C’était un travail passionnant et riche en obligation de réflexion, qui doit compléter mais aussi s’ajuster à la mise en scène ; mais qui disparaît hélas avec la fin des représentations ! Il m’est arrivé, bien sûr, de peindre des tableaux, mais pas suffisamment convaincu d’apporter ou de proposer dans un domaine déjà si étendu. Le volume et l’espace occupent, je pense, plus spontanément ma réflexion. Et il ne faut refuser aucun matériau à partir du moment où il peut participer à une forme artistique.
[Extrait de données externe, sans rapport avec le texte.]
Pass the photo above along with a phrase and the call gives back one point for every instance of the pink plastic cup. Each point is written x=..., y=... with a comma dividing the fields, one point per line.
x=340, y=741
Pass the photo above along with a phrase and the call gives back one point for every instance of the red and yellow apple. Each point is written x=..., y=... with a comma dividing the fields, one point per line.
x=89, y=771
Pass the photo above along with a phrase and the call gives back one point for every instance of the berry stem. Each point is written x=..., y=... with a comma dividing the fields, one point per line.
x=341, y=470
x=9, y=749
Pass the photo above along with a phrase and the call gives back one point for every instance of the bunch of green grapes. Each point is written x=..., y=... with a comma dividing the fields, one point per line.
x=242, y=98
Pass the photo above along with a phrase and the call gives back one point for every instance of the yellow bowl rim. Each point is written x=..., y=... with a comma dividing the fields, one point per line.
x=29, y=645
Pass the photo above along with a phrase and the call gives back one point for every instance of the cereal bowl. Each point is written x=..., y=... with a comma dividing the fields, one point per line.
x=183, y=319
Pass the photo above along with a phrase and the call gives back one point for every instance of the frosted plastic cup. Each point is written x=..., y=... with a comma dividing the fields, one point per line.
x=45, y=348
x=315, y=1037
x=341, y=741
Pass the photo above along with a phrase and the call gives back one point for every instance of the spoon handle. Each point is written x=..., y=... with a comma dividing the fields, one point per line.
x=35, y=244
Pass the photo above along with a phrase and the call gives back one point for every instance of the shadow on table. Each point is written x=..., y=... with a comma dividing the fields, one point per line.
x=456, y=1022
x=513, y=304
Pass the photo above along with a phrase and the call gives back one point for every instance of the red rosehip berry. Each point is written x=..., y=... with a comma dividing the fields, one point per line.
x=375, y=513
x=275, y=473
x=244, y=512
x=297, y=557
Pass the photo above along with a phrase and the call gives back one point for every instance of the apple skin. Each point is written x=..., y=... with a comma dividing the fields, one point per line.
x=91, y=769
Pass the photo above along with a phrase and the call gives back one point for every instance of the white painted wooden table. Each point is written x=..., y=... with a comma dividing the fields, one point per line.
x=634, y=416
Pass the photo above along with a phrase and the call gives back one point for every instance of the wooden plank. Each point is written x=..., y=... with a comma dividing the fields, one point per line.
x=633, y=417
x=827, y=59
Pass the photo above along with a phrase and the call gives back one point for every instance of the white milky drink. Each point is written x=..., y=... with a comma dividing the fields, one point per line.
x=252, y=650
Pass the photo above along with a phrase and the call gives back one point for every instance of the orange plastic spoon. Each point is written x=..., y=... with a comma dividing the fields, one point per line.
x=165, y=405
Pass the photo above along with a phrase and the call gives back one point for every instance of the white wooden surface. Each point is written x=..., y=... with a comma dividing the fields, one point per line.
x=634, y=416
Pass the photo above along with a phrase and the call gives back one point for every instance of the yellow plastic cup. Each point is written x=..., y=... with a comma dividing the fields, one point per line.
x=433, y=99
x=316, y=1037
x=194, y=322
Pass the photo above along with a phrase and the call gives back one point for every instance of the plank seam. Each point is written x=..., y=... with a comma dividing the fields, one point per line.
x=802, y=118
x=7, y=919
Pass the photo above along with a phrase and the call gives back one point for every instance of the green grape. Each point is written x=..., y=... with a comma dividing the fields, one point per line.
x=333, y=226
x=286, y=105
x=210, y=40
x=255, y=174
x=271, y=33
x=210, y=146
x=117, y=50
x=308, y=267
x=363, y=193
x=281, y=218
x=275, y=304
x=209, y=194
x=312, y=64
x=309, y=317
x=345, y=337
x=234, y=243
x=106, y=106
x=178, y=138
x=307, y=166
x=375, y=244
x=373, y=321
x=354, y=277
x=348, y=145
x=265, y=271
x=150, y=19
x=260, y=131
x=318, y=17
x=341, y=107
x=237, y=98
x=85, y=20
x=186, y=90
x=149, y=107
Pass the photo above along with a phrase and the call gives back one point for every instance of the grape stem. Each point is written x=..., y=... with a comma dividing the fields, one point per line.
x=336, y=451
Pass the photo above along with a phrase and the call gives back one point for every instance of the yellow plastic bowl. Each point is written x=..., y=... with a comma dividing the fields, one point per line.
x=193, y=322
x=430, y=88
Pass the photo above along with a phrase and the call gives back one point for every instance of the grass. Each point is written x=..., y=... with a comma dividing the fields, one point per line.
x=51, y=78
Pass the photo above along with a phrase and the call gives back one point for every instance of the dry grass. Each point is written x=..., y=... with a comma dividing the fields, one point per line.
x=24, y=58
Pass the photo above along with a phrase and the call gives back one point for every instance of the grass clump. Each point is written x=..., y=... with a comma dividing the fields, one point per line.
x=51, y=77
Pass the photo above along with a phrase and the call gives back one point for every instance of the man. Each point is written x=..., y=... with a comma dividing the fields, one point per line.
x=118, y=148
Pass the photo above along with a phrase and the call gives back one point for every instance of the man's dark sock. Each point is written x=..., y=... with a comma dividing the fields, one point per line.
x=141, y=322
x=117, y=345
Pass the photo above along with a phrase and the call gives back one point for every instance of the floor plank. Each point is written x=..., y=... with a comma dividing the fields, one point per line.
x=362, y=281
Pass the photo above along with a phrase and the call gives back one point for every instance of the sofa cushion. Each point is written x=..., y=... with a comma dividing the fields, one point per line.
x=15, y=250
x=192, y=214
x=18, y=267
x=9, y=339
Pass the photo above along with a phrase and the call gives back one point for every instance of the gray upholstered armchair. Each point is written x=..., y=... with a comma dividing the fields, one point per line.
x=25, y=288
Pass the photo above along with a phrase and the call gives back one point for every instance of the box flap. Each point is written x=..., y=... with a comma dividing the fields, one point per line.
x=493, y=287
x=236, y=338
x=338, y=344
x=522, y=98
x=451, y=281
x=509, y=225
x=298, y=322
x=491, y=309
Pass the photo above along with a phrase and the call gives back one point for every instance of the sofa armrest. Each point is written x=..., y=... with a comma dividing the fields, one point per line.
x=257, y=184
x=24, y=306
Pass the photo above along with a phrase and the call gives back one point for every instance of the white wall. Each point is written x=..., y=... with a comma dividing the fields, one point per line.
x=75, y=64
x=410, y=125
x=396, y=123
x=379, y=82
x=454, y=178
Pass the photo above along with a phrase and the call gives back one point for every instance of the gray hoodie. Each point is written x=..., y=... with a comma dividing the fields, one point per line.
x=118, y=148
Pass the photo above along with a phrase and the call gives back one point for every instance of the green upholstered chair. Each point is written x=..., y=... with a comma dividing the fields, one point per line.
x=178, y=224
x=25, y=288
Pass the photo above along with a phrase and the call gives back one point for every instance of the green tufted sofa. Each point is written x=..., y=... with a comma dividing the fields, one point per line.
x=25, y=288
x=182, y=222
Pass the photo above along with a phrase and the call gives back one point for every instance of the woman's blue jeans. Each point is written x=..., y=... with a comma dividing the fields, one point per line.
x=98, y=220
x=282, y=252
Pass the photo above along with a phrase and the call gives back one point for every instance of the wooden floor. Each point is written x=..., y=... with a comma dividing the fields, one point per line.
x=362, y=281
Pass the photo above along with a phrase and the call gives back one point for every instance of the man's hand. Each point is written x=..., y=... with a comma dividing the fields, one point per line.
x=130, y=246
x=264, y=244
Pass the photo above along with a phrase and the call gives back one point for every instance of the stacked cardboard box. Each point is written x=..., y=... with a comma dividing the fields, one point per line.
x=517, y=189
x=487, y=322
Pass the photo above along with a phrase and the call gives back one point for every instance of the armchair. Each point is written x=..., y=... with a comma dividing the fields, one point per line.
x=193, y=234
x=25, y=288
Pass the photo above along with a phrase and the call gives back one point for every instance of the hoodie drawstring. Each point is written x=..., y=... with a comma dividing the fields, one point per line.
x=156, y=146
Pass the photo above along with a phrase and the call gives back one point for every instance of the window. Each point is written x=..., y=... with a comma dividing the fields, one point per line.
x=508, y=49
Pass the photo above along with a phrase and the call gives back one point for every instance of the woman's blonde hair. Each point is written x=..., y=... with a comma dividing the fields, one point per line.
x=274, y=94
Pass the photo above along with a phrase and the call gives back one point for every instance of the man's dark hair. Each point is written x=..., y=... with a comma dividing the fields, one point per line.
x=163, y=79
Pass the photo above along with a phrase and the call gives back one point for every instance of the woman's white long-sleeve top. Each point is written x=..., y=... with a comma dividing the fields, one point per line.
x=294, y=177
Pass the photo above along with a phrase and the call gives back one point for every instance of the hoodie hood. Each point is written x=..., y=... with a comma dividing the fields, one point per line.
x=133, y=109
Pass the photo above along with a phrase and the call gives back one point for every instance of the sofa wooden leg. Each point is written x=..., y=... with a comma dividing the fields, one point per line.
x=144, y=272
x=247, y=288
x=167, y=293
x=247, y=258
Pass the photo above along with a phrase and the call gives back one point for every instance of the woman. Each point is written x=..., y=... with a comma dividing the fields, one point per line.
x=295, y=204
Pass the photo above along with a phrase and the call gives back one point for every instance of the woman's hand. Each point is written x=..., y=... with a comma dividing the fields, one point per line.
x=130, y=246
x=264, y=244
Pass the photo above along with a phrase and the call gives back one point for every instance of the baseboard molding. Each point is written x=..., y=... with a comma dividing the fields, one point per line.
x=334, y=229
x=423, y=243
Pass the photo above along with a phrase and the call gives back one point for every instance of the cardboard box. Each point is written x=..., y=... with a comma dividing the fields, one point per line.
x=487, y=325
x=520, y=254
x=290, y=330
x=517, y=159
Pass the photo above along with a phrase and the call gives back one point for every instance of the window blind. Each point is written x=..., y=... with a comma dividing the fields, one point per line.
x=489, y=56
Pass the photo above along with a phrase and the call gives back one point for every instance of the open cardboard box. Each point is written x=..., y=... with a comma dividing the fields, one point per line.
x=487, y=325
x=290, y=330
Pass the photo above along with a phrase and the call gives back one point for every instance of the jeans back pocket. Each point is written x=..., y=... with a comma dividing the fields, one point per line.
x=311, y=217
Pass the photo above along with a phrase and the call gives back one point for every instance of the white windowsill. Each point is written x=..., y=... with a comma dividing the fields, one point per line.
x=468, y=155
Le champ sculptural m’aide donc plus directement à inventer les jeux qui déchargent nos regards de l’ordinaire.C’est ainsi que j’ai amorcé cette série “Dans les arbres, turbulences et construction”.J’ai regardé les jeux surprenants du lierre ancien avec les branches et les troncs des arbres et articulé ensuite les sections choisies avec des éléments droits, neutres, blancs, créant des passages improbables, des parcours visuels, des rythmes en variations continues, des contrastes forts (écorces ou teintes miel contre blanc), et des étonnements puisque le spectateur se posera la question des articulations et des passages du lierre à travers les plans… et au final une expression de la liberté et de la règle, dont on doit comprendre qu’elles n’existent qu’en complément l’une de l’autre, de la vie tout simplement.
Des spectateurs s’étonnaient de la révélation des nervures internes par la sculpture de troncs d’arbres?
S. B. : Oui, en effet. C’est ce qui peut apparaître si on enlève prudemment la matière en approchant ce qu’on nomme habituellement les “nœuds” du bois. Chaque départ de branche montre une dérivation à partir du nœud central, la colonne vertébrale de l’arbre, et la surprise vient de la double vision simultanée de la surface externe du tronc et de son “écorché”, pour reprendre le terme adopté par l’anatomie et l’art. Je n’ai ici que repris et continué une des expressions sculpturales de Giuseppe Penone, artiste contemporain du courant de l’Arte Povera.